On June 30, U.S. Trade Representative Michael Froman, former U.S. Trade Representative Clayton Yeutter, and other trade policy experts joined Cato’s trade scholars in the Hayek Auditorium for an event titled: “Should Free Traders Support the Trans-Pacific Partnership?” The main purpose of the event was to reveal the findings of a forthcoming paper by my trade center colleagues and me, in which we provide a chapter-by-chapter assessment of the 30-chapter, 5,500-page trade deal and reach the conclusion that, yes, free traders should support the TPP.
In our assessment, we make the distinction between free trade and free trade agreements:
For free traders, the ideal is free trade: No border barriers; no domestic regulations or policies that have protectionist intent or effects or that otherwise bestow relative privileges on domestic companies or their products; no superfluous rules that are merely tangentially related to trade, but violations of which can be invoked to erect new impediments to trade. Measured against those standards, the TPP – with its 5,500 pages of explicit rules and exemptions – would not pass the free trade test. The TPP is not free trade. Like all other U.S. trade agreements, the TPP is a managed trade agreement, with provisions that both liberalize and restrict trade and investment. Some free traders would reject the TPP out of hand for its failure to eliminate all restrictions.

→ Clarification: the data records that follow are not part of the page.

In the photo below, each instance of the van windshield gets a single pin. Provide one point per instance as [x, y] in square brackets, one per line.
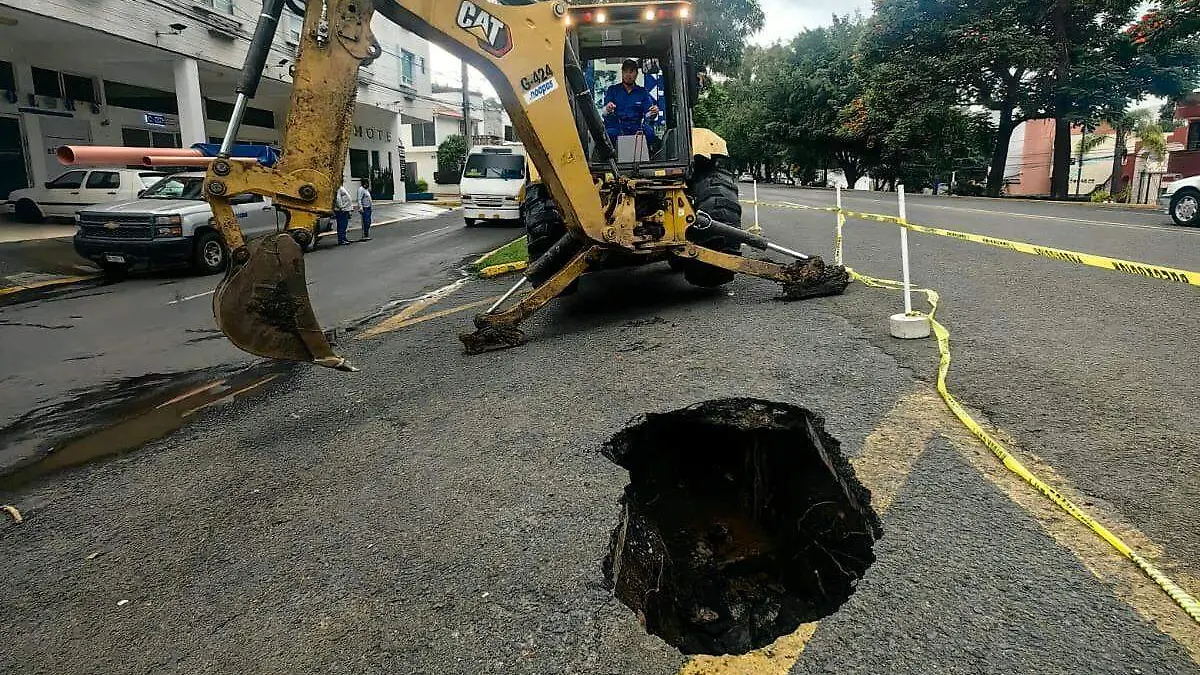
[508, 167]
[177, 187]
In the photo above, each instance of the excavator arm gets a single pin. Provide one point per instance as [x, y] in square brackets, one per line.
[522, 47]
[262, 304]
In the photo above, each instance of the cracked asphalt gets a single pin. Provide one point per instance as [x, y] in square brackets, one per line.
[442, 513]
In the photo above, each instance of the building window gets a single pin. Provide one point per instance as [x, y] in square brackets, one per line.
[144, 138]
[7, 77]
[141, 97]
[407, 67]
[292, 27]
[220, 111]
[79, 88]
[424, 135]
[46, 83]
[220, 5]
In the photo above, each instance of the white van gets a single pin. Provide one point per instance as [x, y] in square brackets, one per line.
[493, 181]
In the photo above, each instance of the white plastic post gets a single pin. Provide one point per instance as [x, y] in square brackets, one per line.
[906, 326]
[757, 227]
[904, 252]
[841, 225]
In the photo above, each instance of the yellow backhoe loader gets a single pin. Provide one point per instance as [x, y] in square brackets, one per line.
[600, 198]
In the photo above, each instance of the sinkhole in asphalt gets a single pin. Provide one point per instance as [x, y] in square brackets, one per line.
[742, 521]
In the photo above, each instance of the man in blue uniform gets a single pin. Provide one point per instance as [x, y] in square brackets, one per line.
[629, 108]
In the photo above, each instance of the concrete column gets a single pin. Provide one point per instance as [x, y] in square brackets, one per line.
[397, 167]
[191, 103]
[31, 124]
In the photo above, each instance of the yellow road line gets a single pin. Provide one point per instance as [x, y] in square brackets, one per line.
[497, 270]
[439, 314]
[10, 290]
[419, 305]
[1181, 597]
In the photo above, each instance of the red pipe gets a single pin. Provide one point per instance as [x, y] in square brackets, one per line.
[186, 161]
[108, 155]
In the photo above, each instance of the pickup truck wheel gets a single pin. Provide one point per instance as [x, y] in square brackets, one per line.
[1186, 208]
[28, 211]
[210, 255]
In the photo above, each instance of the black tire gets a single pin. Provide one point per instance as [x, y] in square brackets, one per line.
[1186, 208]
[210, 254]
[28, 211]
[544, 227]
[714, 190]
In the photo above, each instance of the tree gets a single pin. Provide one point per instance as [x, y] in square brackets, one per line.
[976, 54]
[453, 151]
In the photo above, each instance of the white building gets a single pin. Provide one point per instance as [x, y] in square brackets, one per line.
[490, 124]
[163, 72]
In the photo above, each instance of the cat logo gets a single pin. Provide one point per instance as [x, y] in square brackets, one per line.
[493, 35]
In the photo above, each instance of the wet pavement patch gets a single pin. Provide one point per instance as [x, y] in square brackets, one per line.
[121, 417]
[742, 521]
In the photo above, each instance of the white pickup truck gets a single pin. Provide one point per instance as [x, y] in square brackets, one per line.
[1181, 201]
[169, 223]
[78, 189]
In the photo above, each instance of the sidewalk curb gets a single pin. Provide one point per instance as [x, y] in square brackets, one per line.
[499, 270]
[6, 292]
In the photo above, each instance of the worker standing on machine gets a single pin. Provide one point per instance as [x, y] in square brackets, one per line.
[629, 107]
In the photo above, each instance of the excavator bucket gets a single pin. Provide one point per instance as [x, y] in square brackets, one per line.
[263, 305]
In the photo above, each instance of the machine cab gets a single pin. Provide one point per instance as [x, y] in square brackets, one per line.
[649, 120]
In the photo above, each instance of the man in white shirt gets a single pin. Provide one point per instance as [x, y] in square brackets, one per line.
[364, 204]
[342, 205]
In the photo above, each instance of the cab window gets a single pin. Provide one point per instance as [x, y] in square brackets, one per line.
[70, 180]
[507, 167]
[103, 180]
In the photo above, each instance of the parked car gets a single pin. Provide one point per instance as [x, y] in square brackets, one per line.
[493, 180]
[1181, 201]
[78, 189]
[169, 225]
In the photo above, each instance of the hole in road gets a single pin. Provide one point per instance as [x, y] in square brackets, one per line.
[742, 520]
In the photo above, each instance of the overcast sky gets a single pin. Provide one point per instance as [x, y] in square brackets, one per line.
[785, 18]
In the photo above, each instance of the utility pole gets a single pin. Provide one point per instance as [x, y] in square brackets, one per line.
[466, 106]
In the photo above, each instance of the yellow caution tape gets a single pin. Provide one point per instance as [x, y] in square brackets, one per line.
[1177, 593]
[1061, 255]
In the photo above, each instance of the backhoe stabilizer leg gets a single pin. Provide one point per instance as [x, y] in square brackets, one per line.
[498, 330]
[808, 278]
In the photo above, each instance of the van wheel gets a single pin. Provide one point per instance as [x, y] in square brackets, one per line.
[28, 211]
[1186, 208]
[210, 254]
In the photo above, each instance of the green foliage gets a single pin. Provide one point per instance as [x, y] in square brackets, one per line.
[901, 95]
[453, 151]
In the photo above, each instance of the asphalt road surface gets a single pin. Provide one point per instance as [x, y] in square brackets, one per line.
[442, 513]
[70, 353]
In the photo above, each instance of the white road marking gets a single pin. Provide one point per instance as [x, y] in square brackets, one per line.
[192, 297]
[435, 231]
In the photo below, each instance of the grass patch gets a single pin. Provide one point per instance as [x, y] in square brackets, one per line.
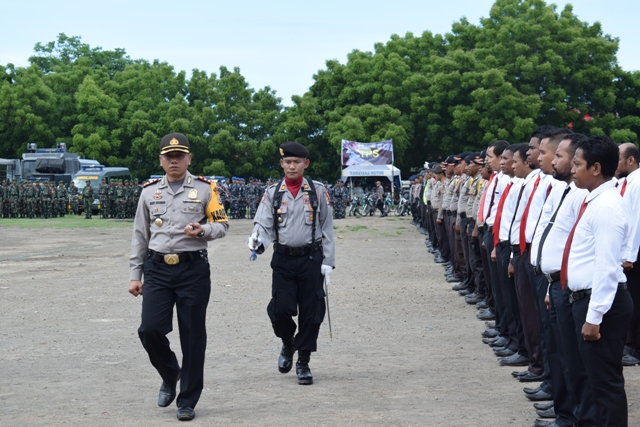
[69, 221]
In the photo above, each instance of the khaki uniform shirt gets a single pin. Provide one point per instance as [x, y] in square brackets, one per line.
[295, 229]
[162, 215]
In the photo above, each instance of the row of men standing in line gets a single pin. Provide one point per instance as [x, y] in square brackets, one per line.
[118, 198]
[544, 238]
[237, 196]
[33, 199]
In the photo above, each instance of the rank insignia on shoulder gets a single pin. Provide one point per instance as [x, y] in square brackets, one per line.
[153, 181]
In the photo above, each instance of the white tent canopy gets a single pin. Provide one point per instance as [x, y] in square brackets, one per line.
[361, 171]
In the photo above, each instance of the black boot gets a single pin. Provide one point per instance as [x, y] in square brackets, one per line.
[285, 361]
[302, 368]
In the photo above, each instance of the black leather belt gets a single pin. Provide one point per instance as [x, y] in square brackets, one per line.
[174, 259]
[578, 295]
[299, 251]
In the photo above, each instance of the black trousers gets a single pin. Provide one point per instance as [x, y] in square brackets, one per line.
[560, 312]
[633, 336]
[528, 314]
[297, 290]
[554, 378]
[603, 358]
[511, 322]
[187, 286]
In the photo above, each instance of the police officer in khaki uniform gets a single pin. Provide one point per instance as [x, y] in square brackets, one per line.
[176, 218]
[300, 226]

While such comprehensive trade liberalization would be ideal, expecting the TPP to deliver real free trade is unrealistic. That outcome is simply politically unattainable. Holding out for the ideal would make the perfect the enemy of the good, when the good is very likely better than the status quo. If the TPP will deliver more trade liberalization than restriction, and realistic alternatives to more comprehensive liberalization are unavailable, why not support the TPP?
Here is an abstract of the forthcoming paper, which includes our chapter-by-chapter scores, various averages of those scores, an explanation of methodology, and summaries of our scoring rationale for each graded chapter. But here are some bullets:
- We graded 22 of 30 chapters (8 did not lend themselves to this kind of evaluation) on a scale of 0 (protectionist) to 10 (free trade) — with 5 meaning the chapter would have a neutral impact.
- Chapters earning scores above 5 are considered “net liberalizing,” and those graded below 5 are considered “net restrictive.”
- 15 of 22 chapters received scores above 5.
- 5 of 22 chapters received scores below 5.
- 2 of 22 chapters received neutral scores of 5.
- The highest score assigned was 8 and it was assigned to 5 chapters.
- The lowest score assigned was 3 and it was assigned to 3 chapters.
- The median and mode scores were both 6.
- The straight average score was 5.82 (but this measure assigns every chapter the same weight, which doesn’t make sense to do).
- The average for “market access” oriented chapters was 6.18.
- The average for “rules and governance” oriented chapter was 5.45.
- The average for “First Tier” chapters (those that have to most bearing on the quality of the agreement) was 6.63.
- The average for “Second Tier” chapters was 5.36.
- The weighted average (where twice as much weight is assigned to First Tier chapters) was 6.03
Obviously, not everything in a free trade agreement is going to be to the liking of free traders. Some issues simply don’t belong in trade agreements. But in our view every little bit of liberalization helps, and as long at it doesn’t come at a cost that exceeds the benefits, it is worthy of support. The bottom line is that, in our assessment, the TPP would be net liberalizing — it would, on par, increase our economic freedoms. I hope it will be ratified and implemented as soon as possible.